S. S. J.: I did photograph people. I went to hospitals and found
deformed third generation babies. I also worked in communities that live around
the plant. These images would have been easy to sell but to me it was important
how human dignity was preserved in the portrayals. I wanted the general public
to experience a space they would never have access to. The plant has been
sealed for the past 27 years. There is still a chemical residue there and
snakes too. Hardly anybody’s been there.
G. N.: Presenting the installation in a container used for the
transportation of industrial goods is a smart way of accusing corporations of
environmental neglect. To go back to a question I raised earlier, does it speak,
however, of the enormity of the human
tragedy?
S. S. J.: The ‘Box’ is at an angle and inside, there is total
darkness, recreating that midnight in Bhopal
when the trains were pulling into the station.
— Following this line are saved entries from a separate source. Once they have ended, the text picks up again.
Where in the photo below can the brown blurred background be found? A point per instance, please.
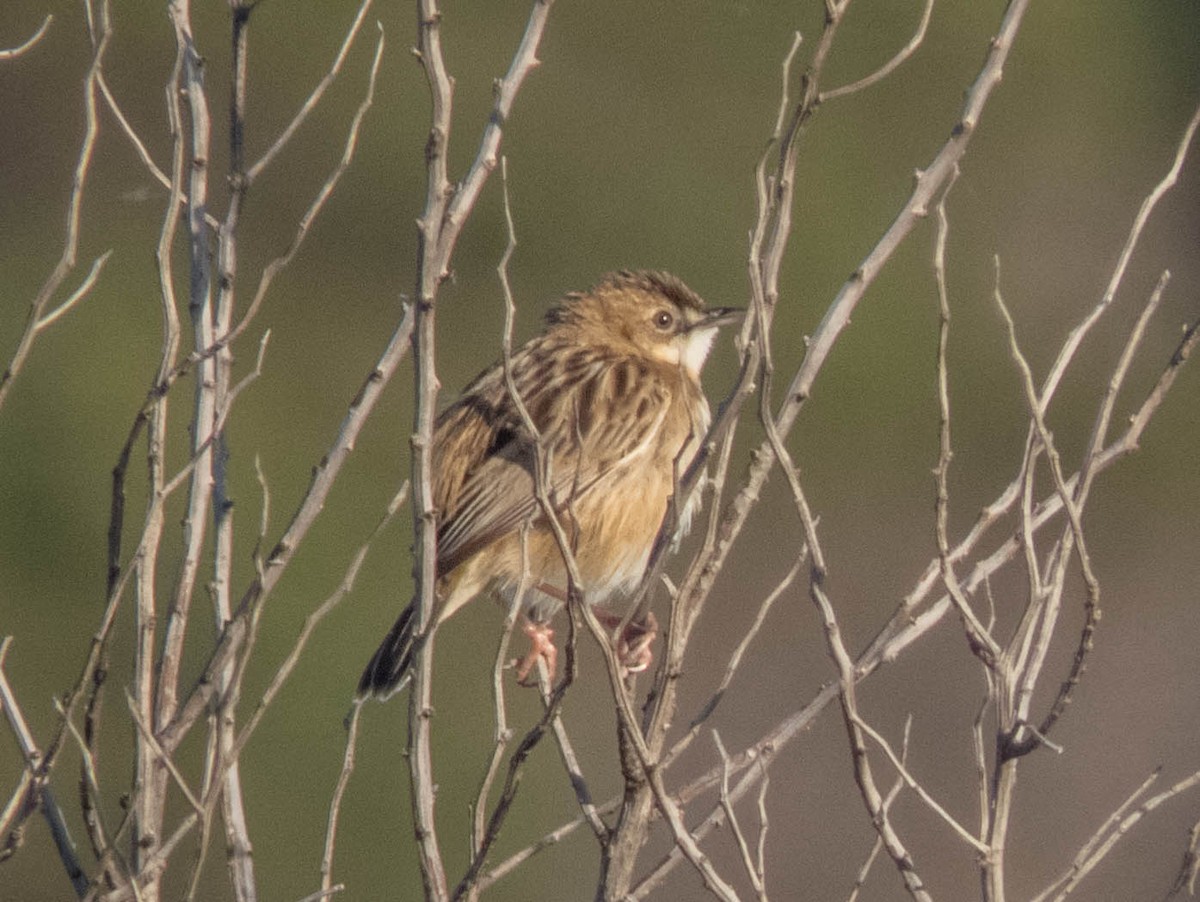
(634, 145)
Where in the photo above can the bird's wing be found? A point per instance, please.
(598, 422)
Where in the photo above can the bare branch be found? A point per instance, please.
(892, 65)
(28, 43)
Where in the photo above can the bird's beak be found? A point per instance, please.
(718, 317)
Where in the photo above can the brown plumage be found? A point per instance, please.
(612, 386)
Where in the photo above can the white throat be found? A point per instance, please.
(695, 349)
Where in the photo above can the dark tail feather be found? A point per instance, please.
(388, 671)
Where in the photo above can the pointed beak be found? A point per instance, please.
(718, 317)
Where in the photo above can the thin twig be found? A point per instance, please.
(892, 65)
(75, 204)
(28, 43)
(335, 803)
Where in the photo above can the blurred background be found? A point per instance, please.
(633, 145)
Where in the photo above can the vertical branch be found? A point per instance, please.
(238, 847)
(35, 320)
(438, 228)
(420, 710)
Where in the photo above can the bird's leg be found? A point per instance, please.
(635, 641)
(541, 645)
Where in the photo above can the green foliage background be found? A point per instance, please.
(631, 145)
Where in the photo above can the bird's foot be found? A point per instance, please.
(541, 647)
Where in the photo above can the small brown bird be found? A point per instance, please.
(612, 386)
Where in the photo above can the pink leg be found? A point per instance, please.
(541, 645)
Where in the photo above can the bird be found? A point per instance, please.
(612, 390)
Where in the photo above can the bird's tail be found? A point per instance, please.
(388, 671)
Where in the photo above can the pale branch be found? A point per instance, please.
(335, 803)
(12, 53)
(316, 206)
(313, 98)
(66, 260)
(1135, 230)
(888, 67)
(751, 864)
(33, 792)
(438, 228)
(283, 672)
(888, 801)
(1113, 830)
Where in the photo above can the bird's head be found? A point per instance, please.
(653, 314)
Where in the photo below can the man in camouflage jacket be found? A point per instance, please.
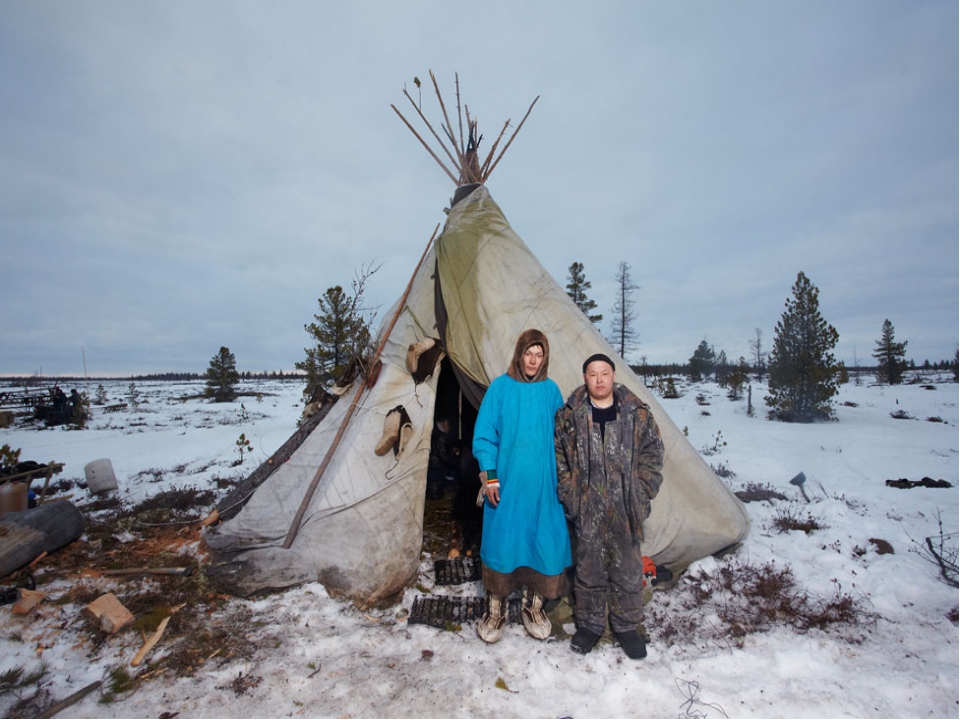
(609, 462)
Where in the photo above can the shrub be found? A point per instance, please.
(787, 519)
(755, 492)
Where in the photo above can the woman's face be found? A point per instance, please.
(532, 360)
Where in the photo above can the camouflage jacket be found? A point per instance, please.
(631, 453)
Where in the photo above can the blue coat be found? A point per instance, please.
(514, 436)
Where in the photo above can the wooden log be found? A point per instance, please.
(185, 571)
(27, 600)
(26, 534)
(68, 701)
(148, 646)
(108, 613)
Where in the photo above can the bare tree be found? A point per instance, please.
(625, 335)
(758, 354)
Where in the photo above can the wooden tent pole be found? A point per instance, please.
(432, 154)
(426, 122)
(511, 139)
(308, 496)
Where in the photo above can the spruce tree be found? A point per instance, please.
(701, 363)
(802, 368)
(222, 376)
(577, 290)
(889, 355)
(624, 315)
(340, 334)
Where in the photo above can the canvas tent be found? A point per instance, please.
(360, 531)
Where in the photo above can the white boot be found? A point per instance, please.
(391, 431)
(535, 620)
(414, 352)
(490, 627)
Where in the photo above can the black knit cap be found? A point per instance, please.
(599, 356)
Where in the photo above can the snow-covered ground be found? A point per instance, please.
(316, 656)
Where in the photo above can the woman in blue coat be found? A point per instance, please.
(525, 541)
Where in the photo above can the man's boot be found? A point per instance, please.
(490, 627)
(535, 620)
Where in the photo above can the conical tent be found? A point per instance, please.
(360, 533)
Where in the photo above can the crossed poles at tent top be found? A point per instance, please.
(464, 155)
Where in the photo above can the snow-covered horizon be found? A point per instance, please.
(316, 656)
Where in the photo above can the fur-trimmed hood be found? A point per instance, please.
(527, 339)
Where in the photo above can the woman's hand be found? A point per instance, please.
(490, 489)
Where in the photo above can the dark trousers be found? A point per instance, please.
(608, 560)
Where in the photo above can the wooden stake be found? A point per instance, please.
(463, 148)
(305, 503)
(430, 128)
(493, 149)
(444, 109)
(432, 154)
(489, 172)
(148, 646)
(69, 700)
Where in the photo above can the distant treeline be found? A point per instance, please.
(173, 377)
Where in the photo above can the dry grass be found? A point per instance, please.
(738, 599)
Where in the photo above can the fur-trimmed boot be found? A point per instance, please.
(535, 620)
(414, 352)
(490, 627)
(406, 432)
(391, 431)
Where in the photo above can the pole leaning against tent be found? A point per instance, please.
(308, 495)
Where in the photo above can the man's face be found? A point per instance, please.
(599, 378)
(532, 360)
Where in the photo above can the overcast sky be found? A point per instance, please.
(177, 176)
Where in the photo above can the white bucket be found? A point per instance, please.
(100, 477)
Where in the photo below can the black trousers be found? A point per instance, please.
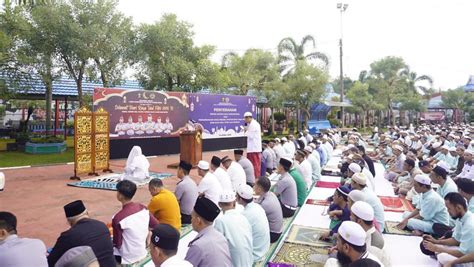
(185, 219)
(286, 211)
(274, 237)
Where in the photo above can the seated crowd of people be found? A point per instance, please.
(238, 213)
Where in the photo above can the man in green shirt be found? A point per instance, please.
(300, 185)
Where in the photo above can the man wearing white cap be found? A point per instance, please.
(209, 185)
(359, 182)
(462, 241)
(429, 210)
(236, 229)
(468, 169)
(2, 181)
(257, 218)
(354, 196)
(254, 142)
(397, 167)
(441, 155)
(235, 172)
(314, 162)
(452, 158)
(363, 214)
(288, 146)
(351, 247)
(285, 188)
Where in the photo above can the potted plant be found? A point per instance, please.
(45, 145)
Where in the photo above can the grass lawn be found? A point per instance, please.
(15, 158)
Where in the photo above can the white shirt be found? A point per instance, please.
(289, 148)
(175, 261)
(224, 179)
(211, 187)
(279, 152)
(135, 232)
(254, 137)
(237, 175)
(307, 172)
(467, 171)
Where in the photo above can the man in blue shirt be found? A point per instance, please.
(257, 218)
(462, 241)
(429, 210)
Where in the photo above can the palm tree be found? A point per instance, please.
(417, 83)
(289, 53)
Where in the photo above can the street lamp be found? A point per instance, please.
(342, 7)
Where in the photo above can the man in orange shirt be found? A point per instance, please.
(164, 205)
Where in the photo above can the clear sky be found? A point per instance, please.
(434, 37)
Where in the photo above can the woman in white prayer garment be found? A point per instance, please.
(137, 166)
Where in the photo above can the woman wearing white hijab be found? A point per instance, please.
(137, 166)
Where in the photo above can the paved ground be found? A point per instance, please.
(37, 195)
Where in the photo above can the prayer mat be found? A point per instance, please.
(286, 224)
(325, 184)
(109, 181)
(396, 204)
(391, 228)
(331, 172)
(319, 202)
(185, 229)
(306, 235)
(302, 255)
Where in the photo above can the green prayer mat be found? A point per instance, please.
(391, 228)
(302, 255)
People were gasping and running,
and they had no idea why they could not breathe. The five photographs inside
the box are lenticular images of what they would have seen through the train
windows – images of the factory that was the site of the disaster. As you walk
through the box you lose your balance. I had thought of covering the box with a
satellite image of the factory, but eventually, put only the information about the
chemical composition of the gases, the dates of the disaster and the number of the
people who died, on it.
The US Holocaust Memorial Museum in New
York has a room with just a pile of shoes. When you
enter this space something intense happens to you. Instead of the pictures of
the dead men and women you have only a heap of their sorry possessions. I
believe in art that leaves room for the viewer to engage.